Could electricity help stroke survivors regain control of their legs and return to mobility?
It’s a question Assistant Professor James Finley and Professor Carolee Winstein, both from the USC Division of Biokinesiology and Physical Therapy, hope to answer with a new study that could transform the way physical therapists help stroke survivors get back on their feet.
Finley and Winstein were recently awarded an Innovative Research Grant by the American Heart Association/American Stroke Association (AHA/ASA) to study the use of non-invasive electrical stimulation to improve stroke survivors’ walking ability.
The study builds on neuromodulation, a promising treatment during which electrical or magnetic stimulation is applied outside the body to treat problems ranging from spinal cord injury to depression.
Finley’s research uses the treatment in a completely different way to treat stroke survivors, applying external non-invasive electrical stimulation directly to the spine, instead of the brain where it is most often used.
“What we’re saying is, ‘Sure the brain is important, but we don’t want to ignore the role of the spinal cord, particularly as it pertains to walking,’” Finley said.
If his proof-of-concept study is successful, it could offer physical therapists a new treatment to get stroke survivors back on their feet.
According to the Centers for Disease Control, more than 795,000 people have a stroke in the United States each year — one every 40 seconds — with more than 600,000 surviving. Stroke is also the leading cause of serious long-term disability.
Finley’s study pairs the stroke rehabilitation expertise of the USC Division of Biokinesiology and Physical Therapy with spinal cord physiology expertise from the Edgerton Neuromuscular Research Laboratory at UCLA. The lab is led by V. Reggie Edgerton, who has been studying spinal cord physiology for more than 40 years.
Edgerton and his team have used electrical stimulation to treat patients with spinal cord injury. The researchers have published a number of studies that demonstrate significant changes in lower extremity function as a result of spinal cord electrical stimulation, Finley said.
We hope to be able to use electrical stimulation to actually show some short-term improvements in walking function or even control of the legs.
“We hope to be able to use electrical stimulation the same way in stroke survivors to actually show some short-term improvements in walking function or even control of the legs,” he added.
The study will be conducted in two phases. First, researchers will focus on asymmetry, determining which segments of the spinal cord, when stimulated, impact which muscle activity patterns in each leg.
Secondly, Finley’s team hopes to find optimal stimulation locations and combinations to help improve lower extremity function.
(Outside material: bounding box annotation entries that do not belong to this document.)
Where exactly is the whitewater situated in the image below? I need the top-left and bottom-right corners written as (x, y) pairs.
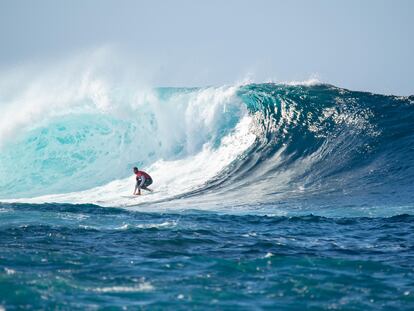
top-left (0, 74), bottom-right (414, 310)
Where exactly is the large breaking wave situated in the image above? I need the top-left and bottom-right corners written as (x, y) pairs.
top-left (0, 83), bottom-right (414, 216)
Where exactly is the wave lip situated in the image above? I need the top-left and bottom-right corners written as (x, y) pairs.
top-left (0, 81), bottom-right (414, 212)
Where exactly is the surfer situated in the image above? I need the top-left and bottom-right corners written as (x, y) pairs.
top-left (134, 167), bottom-right (152, 195)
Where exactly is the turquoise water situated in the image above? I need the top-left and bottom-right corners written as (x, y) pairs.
top-left (0, 84), bottom-right (414, 310)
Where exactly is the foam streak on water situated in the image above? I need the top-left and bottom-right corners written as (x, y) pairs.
top-left (0, 79), bottom-right (414, 310)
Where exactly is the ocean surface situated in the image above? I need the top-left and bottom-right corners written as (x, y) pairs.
top-left (0, 83), bottom-right (414, 310)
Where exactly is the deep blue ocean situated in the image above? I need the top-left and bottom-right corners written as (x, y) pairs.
top-left (0, 83), bottom-right (414, 310)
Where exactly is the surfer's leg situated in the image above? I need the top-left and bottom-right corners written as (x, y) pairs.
top-left (141, 178), bottom-right (153, 192)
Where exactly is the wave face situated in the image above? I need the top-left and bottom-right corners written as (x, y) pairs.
top-left (0, 84), bottom-right (414, 216)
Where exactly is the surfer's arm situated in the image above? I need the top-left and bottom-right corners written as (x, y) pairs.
top-left (134, 179), bottom-right (141, 195)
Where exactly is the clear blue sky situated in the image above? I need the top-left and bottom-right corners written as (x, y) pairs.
top-left (0, 0), bottom-right (414, 95)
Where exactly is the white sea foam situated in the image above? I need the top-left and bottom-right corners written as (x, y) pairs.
top-left (7, 115), bottom-right (256, 211)
top-left (92, 282), bottom-right (155, 293)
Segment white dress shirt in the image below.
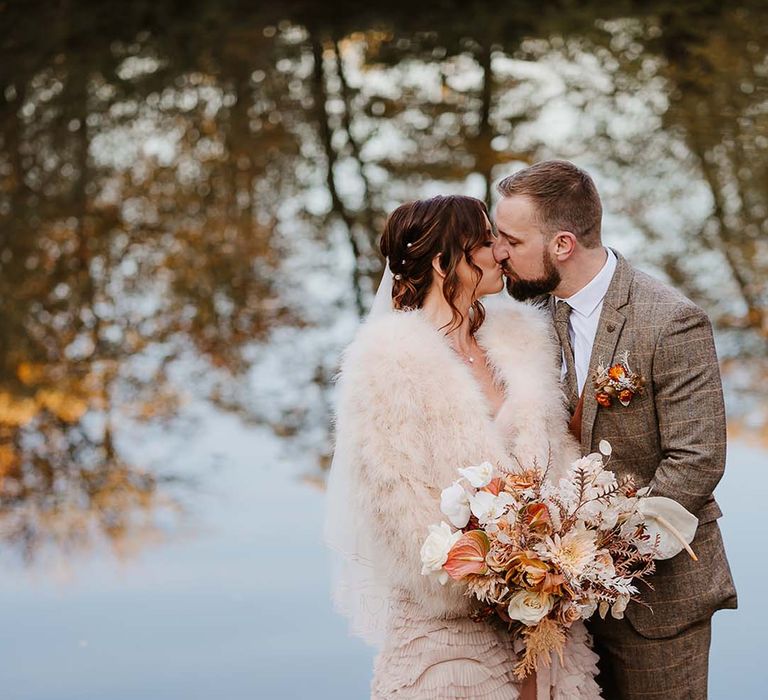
[555,248,617,396]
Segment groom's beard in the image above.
[505,251,561,301]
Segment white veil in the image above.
[324,261,393,646]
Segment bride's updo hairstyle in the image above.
[380,195,488,334]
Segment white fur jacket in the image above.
[337,300,578,617]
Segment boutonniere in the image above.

“If we could, for some subset of stroke survivors, actually improve their walking function beyond what is currently possible with standard techniques, we could imagine this becoming an actual intervention,” Finley explained.
High risk, high reward
Finley joined the USC division in 2013. He is the director of the Locomotor Control Laboratory and has devoted himself to better understand how locomotion is controlled and adapted in both healthy and injured neuromuscular systems.
The junior faculty member has two active grants and three completed grants totaling nearly $900,000.
Winstein has been a professor at the USC division since 1990. She runs the Motor Behavior and Neurorehabilitation Lab, which is focused on motor control and learning.
The AHA/ASA grant aims to support high-risk, high-reward research that could ultimately lead to critical discoveries or major advancements in the field of cardiovascular and stroke research.